[linux-lvm] LVM snapshot with Clustered VG [SOLVED]

Fri Mar 15 15:36:28 UTC 2013

15.03.2013 18:02, Zdenek Kabelac wrote:
> Dne 15.3.2013 15:51, Vladislav Bogdanov napsal(a):
>> 15.03.2013 16:32, Zdenek Kabelac wrote:
>>> Dne 15.3.2013 13:53, Vladislav Bogdanov napsal(a):
>>>> 15.03.2013 12:37, Zdenek Kabelac wrote:
>>>>> Dne 15.3.2013 10:29, Vladislav Bogdanov napsal(a):
>>>>>> 15.03.2013 12:00, Zdenek Kabelac wrote:
>>>>>>> Dne 14.3.2013 22:57, Andreas Pflug napsal(a):
>>>>>>>> On 03/13/13 19:30, Vladislav Bogdanov wrote:
>>>>>>>>>
>>>>>> You could activate LVs with the above syntax [ael]
>>>>> (there is a tag support - so you could exclusively activate LV on
>>>>> remote
>>>>> node in via some configuration tags)
>>>>
>>>> Could you please explain this - I do not see anything relevant in man
>>>> pages.
>>>
>>> Let's say - you have 3 nodes  A, B, C - each have a TAG_A, TAG_B, TAG_C,
>>> then on node A you may exclusively activate LV which has TAG_B - this
>>> will try to exclusively active LV on the node which has it configured
>>> in lvm.conf  (see the  volume_list= [])
>>
>> Aha, if I understand correctly this is absolutely not what I need.
>> I want all this to be fully dynamic without any "config-editing voodoo".
>>
>>>
>>>>
>>>>>
>>>>> And you want to 'upgrade' remote locks to something else ?
>>>>
>>>> Yes, shared-to-exclusive end vice verse.
>>>
>>> So how do you convert the lock from   shared to exclusive without unlock
>>> (if I get it right - you keep the ConcurrentRead lock - and you want to
>>> take Exlusive -  to  make change state from  'active' to 'active
>>> exlusive')
>>> https://en.wikipedia.org/wiki/Distributed_lock_manager
>>
>> I just pass LCKF_CONVERT to dlm_controld if requested and needed. And
>> that is dlm's task to either satisfy conversion or to refuse it.
>>
> 
> So to understand myself better this thing -
> 
> the dlm sends 'unlock' requests to all other nodes except the one which
> should be converted to exclusive mode and send exclusive lock to the
> prefered node?

No.
clvmd sends request to a remote clvmd to upgrade or acquire or release
the lock.
That remote instance asks local dlm to do the job. dlm either says OK or
says ERROR.
It does not do anything except that.
It LV is locked on a remote node, be it shared or exclusive lock, dlm
says ERROR if exclusive lock (or conversion to it) is requested.

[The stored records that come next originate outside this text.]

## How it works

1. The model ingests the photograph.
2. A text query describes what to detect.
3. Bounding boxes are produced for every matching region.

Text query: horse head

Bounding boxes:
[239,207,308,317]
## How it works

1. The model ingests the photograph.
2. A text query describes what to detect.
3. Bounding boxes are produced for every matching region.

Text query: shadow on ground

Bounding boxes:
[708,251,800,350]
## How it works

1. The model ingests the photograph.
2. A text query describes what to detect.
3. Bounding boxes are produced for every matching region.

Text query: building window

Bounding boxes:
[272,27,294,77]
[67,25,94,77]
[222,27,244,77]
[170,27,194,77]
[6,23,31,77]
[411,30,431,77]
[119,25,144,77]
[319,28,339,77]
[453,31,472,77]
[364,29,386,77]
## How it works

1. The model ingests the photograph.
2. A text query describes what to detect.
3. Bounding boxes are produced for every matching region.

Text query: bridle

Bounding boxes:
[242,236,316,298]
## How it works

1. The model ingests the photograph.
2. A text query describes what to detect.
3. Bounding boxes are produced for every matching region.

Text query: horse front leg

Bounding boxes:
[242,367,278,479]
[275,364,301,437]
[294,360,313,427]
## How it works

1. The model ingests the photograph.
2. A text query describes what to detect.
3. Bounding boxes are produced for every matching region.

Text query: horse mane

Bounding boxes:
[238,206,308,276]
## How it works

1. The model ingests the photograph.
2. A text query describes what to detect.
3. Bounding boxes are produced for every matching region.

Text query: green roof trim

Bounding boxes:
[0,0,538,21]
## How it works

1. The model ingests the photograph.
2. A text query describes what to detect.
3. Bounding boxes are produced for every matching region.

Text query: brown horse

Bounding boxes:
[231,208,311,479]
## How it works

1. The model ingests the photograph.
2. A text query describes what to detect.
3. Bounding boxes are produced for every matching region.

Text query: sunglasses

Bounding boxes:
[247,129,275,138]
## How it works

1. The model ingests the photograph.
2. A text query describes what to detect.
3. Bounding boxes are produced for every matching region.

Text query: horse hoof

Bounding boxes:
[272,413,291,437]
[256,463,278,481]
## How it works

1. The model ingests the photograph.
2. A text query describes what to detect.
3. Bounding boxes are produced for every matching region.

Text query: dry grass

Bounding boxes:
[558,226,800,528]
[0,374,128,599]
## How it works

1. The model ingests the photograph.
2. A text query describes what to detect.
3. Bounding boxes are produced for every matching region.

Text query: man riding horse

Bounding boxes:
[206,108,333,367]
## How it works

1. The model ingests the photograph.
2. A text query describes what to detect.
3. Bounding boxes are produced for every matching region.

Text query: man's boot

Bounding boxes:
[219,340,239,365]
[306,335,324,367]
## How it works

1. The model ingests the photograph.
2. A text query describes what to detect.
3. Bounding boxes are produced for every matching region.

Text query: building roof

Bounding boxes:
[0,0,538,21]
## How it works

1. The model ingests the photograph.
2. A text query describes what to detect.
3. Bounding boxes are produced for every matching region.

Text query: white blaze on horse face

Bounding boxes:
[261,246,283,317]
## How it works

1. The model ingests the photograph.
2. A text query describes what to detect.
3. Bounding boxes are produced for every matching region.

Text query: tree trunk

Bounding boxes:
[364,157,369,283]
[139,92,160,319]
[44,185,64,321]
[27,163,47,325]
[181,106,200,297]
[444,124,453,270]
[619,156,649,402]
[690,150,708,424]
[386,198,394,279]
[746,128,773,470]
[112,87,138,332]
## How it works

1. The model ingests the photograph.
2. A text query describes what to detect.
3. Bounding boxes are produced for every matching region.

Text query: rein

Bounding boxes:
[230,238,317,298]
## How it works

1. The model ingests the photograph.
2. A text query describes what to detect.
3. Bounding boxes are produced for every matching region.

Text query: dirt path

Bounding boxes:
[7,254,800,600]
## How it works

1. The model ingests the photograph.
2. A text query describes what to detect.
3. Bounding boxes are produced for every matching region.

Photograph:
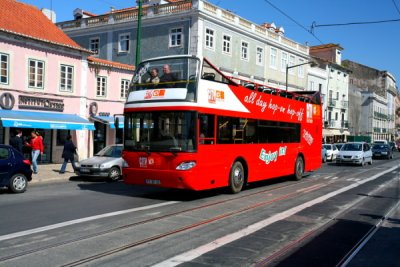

My patches also allow "-an --force" to release shared locks on other
nodes. Exclusive lock may be released or downgraded only on node which
holds it (or with --node <node>).

> 
>>>
>>> Clvmd 'communicates' via these locks.
>>
>> Not exactly true.
>>
>> clvmd does cluster communications with corosync, which implements
>> virtual synchrony, so all cluster nodes receive messages in the same
>> order.
>> At the bottom, clvmd uses libdlm to communicate with dlm_controld and
>> request it to lock/unlock.
>> dlm_controld instances use corosync for membership and locally manages
>> in-kernel dlm counter-part, which uses tcp/sctp mesh-like connections to
>> communicate.
>> So request from one clvmd instance goes to another and goes to kernel
>> from there, and then it is distributed to other nodes. Actually that
>> does not matter where does it hits kernel space if it supports
>> delegation of locks to remote nodes, but I suspect it doesn't. But if it
>> doesn't support such thing, then the only option to manage lock on a
>> remote node is to request that's node dlm instance to do the locking job.
>>
>>> So the proper algorithm needs to be there for ending with some proper
>>> state after locks changes (and sorry I'm not a dlm expert here)
>>
>> That is what actually happens.
>> There is just no difference between running (to upgrade local lock to
>> exclusive on node <node>.
>>
>> ssh <node> lvchange -aey --force VG/LV
>>
>> or
>>
>> lvchange -aey --node <node> --force VG/LV
> 
> 
> --node is exactly what the tag is for - each node may have it's tag.
> lvm doesn't work with cluster nodes.

But corosync and dlm operate node IDs, and pacemaker operates node names
and IDs. None of them use tags.

> 
> The question is - could be the code transformed to use this logic ?
> I guess you need to know  dlm node name here right ?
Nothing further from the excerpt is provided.